Top UKIP body may deselect race row candidate, senior figure says
- Published
UKIP's National Executive Committee will consider deselecting an assembly election candidate at the centre of a race row, a senior party member has said.
Gareth Bennett has linked immigration in Cardiff to rubbish in City Road.
But UKIP's spokesman on migration Steven Woolfe MEP said there is no room in the party for xenophobic comments.
UKIP Wales leader Nathan Gill said Mr Bennett's comments are not the views of the party.
Mr Bennett was quoted in WalesOnline, external saying: "I think in Cardiff the starkest area which has changed completely is City Road.
"That's probably where we have a multiplicity, a melting pot of different races all getting on each other's nerves, I think, and certainly causing lots of problems because of different cultural attitudes, very visible problems of rubbish which is being left on the street uncollected all the time."

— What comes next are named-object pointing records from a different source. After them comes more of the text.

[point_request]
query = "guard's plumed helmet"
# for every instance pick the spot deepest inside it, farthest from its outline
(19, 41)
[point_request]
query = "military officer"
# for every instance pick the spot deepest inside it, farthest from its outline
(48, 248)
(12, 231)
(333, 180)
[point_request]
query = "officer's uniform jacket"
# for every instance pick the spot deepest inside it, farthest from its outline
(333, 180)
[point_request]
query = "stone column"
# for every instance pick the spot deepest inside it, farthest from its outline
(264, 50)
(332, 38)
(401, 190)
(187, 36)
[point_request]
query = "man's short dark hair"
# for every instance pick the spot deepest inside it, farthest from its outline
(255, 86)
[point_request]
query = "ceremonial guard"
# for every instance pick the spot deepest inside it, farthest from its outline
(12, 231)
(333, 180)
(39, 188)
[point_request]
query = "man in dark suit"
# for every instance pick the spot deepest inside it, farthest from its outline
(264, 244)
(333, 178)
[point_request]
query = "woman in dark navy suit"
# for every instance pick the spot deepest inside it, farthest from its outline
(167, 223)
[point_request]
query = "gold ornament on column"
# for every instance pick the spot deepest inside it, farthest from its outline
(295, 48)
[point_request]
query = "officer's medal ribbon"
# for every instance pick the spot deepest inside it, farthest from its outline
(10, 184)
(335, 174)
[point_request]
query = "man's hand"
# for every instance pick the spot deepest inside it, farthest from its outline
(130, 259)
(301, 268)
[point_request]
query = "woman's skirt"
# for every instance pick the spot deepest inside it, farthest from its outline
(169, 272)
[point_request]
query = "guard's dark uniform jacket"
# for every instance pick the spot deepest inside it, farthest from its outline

Mr Bennett was asked on BBC's Daily Politics what evidence he had for his claim. He said: "I haven't got any firm evidence to give you now."
He said he had sent a draft legal letter to UKIP, saying "if they try to deselect me without due process they will face a legal action from me for lost earnings of £300,000".
Mr Woolfe told BBC's Daily Politics: "It's not for me to actually make the deselection process.
"That will be the NEC and I understand that they will do so."
The MEP added: "If he has also said that in terms of the language that you blame migrants or those who come to this country for all the ills of this country, if there is a tone of any form of racism in there whatsoever I will be demanding that the NEC takes the strongest terms possible to deal with this man.
"I would ask those who have examined him and approved him that they too should be reprimanded by the NEC because there is no room in this party... for anyone who makes any racist, xenophobic or other types of comments".
Nathan Gill, leader of UKIP Wales, said the NEC have ratified the candidate lists "subject to a final ongoing assessment which we are in the middle of and which takes place right up until the paperwork is presented to the electoral offices".
"The comments that Mr Bennett made, [and] also his performance in the media, will play a major part in that assessment," he said.
Mr Gill said he didn't share "any of the views that Mr Bennett has expressed about immigration in Cardiff. We as a party are not anti-immigration, we are anti uncontrolled immigration and uncontrolled immigration only. We want an Australian-style points based system."
"Mr Bennett has expressed his own views and they are clearly not the views of the party," he added.
A UKIP Wales source called for his deselection. He said it was "absolutely crazy" to blame immigration for rubbish, and said a lot of candidates wanted the issue "dealt with properly", although he had a right to a "fair trial".
The source also criticised the fact that Mr Bennett had spoken about immigration "when it isn't a devolved issue".
UKIP's central office has told BBC Wales that it "will not make any comment about the matter until they have spoken with Mr Bennett".